The Trump administration has released a draft guidance outlining the third round of Medicare drug price negotiations, targeting both prescription drugs covered under Medicare Part D and medications administered in a doctor’s office or hospital under Medicare Part B. According to the Centers for Medicare & Medicaid Services (CMS), 15 drugs will be eligible for negotiation by February 2026, with new negotiated prices taking effect in 2028. This marks the first time CMS will negotiate prices on behalf of beneficiaries receiving treatments through Part B.

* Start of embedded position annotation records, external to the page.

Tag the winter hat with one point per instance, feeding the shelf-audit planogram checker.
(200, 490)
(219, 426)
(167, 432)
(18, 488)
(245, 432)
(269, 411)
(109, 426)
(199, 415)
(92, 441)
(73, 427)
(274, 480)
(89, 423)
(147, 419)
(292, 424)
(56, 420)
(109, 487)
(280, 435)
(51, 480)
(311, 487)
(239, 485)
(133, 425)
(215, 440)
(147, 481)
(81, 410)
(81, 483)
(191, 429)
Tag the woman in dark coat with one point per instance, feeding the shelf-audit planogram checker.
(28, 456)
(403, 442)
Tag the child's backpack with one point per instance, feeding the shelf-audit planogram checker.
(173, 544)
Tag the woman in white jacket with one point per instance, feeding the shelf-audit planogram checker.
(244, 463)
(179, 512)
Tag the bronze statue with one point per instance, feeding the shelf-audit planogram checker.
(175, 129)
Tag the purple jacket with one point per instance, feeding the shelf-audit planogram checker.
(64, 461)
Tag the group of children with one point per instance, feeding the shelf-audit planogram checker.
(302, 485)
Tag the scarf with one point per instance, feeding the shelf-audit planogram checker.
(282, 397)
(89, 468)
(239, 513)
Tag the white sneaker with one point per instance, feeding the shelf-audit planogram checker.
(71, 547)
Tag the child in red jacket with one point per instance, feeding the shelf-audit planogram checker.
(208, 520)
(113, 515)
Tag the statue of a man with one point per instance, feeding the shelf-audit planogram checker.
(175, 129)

Key Changes and Considerations

The draft guidance outlines several key changes and considerations for future rounds of pharmaceutical cost-cutting negotiations:

  • Eligible Drugs: The third round will target both prescription drugs covered under Medicare Part D and medications administered in a doctor’s office or hospital under Medicare Part B.
  • Negotiation Timeline: New negotiated prices will take effect in 2028.
  • Renegotiation: Previously agreed-upon prices may be renegotiated if they have gained approval from regulators since their initial agreement or have experienced changes in monopoly status.
  • Public Feedback: CMS is soliciting public feedback on various aspects related to determining an initial offer price for a drug, including profit margins and factors influencing negotiation strategies.
  • International Reference Pricing Benchmarks: The agency is considering allowing some flexibility when setting targets based on international reference pricing benchmarks.
  • Biologic Medicines: Manufacturers can avoid participating until after their products have been sold commercially outside the US market without competition from similar products produced elsewhere within three years after launch; however, this period has been extended indefinitely unless lawmakers intervene again next year.

Additional Developments

In other news, UnitedHealth Group Chairman Stephen Hemsley has returned as interim chief executive officer following Andrew Witty’s resignation amid challenges faced by UnitedHealthcare, including disappointing quarterly results and increased scrutiny surrounding its business practices.

Separately, OpenAI has introduced HealthBench, an evaluation tool designed specifically to assess artificial intelligence models’ performance across diverse healthcare scenarios, ranging from routine check-ups to emergency situations requiring immediate attention.

These developments come as part of ongoing efforts to address rising healthcare costs and improve access to affordable medication options for millions of Americans enrolled in Medicare programs.